Today is officially the autumn equinox, the first day of fall. But fall has been creeping up on us for a few weeks now, though we've been in denial about it. I've written plenty about our summer here on Garden Island, at the top of the St. Lawrence in Ontario, Canada. It was glorious - day after day of perfect weather (albeit a tad hot now and then) and calm waters. Mother Nature's token of compensation for the awful Covid spring.
One of the first signs was the meadow-takeover by Golden Rod. It seemed to have happened overnight as if some sprite cast a wand across the large inner part of the island. Then other fall wildflowers like asters and black-eyed Susans (a kind of daisy) showed up, not to be outdone by their more flamboyant relative.
|Golden Rodin the meadow|
The community gardens (and gardeners?) in the meadow have passed their peak, surrendering to the season.
Birds sweep through on their way south. Canada geese and varieties of ducks congregate on the shores here where they instinctively know they're safe from hunters. For autumn is also the start of Hunting Season. A week ago a pair of loons floated around for two days, resting on their trip south from up north. Turkey vultures careen overhead daily, looking for food and the rare sight of a bald eagle generated much excitement!

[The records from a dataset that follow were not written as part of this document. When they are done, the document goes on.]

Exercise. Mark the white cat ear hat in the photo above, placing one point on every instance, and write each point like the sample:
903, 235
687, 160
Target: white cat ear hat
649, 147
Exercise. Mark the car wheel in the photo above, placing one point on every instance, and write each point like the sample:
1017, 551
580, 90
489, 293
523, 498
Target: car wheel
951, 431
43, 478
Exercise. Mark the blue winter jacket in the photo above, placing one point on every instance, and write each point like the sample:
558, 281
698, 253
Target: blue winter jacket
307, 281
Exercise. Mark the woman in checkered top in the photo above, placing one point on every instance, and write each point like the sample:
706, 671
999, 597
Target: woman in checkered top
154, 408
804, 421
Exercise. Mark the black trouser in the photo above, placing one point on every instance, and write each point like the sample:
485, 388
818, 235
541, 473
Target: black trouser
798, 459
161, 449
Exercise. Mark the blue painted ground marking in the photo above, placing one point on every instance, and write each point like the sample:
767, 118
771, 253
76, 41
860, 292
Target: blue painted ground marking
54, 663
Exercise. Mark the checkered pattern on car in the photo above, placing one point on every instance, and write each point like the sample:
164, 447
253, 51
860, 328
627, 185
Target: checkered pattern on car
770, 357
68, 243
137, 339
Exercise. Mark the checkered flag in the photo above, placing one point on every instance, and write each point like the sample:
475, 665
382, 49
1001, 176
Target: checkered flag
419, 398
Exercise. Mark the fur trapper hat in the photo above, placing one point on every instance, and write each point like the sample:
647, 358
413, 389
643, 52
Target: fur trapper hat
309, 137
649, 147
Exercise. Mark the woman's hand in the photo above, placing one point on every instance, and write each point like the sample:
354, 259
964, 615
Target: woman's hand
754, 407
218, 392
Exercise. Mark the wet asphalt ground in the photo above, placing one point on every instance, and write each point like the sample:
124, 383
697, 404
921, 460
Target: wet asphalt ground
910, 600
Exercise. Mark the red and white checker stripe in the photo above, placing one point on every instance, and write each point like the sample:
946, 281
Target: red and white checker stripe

Some islanders too, are migrating back to their city homes, their cottages already shuttered up. Now there are only about 12-14 people on the island during the week. If I want to, I can go whole days without seeing another person on this 65 acre of land.
Usually the docks in the back bay are full of boats.
The small herd of white-tail deer vacationing here over the summer have become emboldened by the drop in the island's human population. Rather than waiting for dusk to venture out from the woods or meadow, they stride around in mid-day as if they own the place. And they soon will, staying on after we've all gone before they swim over to the much larger island adjacent to ours. Going back home, much like us.
Other creatures are prepping for the colder days ahead. The chipmunks run off to bury the occasional treats we scatter for them rather than eat them right away. I'm not sure where all the spiders have gone, but I no longer have to sweep the corners of my bedroom every night. If only I could locate the incessantly chirping cricket hiding somewhere behind the fridge or stove in the kitchen. We don't have a pet to sniff them out and its plaintive pitch for a mate goes on all day and night. I Googled the life span of a house cricket, hoping the kitchen would soon be quiet again. Ninety days is the average life of a cricket! Hmm. Think I'll be gone before he is. On the other hand, I learned that the cricket spirit animal is supposed to bring good luck, protecting the home from misfortune.
I've always liked fall and its totally different persona from summer. But this year autumn is a sign that soon we'll be back in the big city where the virus still lurks. Back to distancing probably from our daughters (both teachers who've returned to real school) and our grandchild. I try not to dwell on that too much because I have so much to be grateful for. And writing is a perfect pandemic past-time. :)
What does your autumn look like in the place where you live?
Thanks for joining today and Happy Autumn!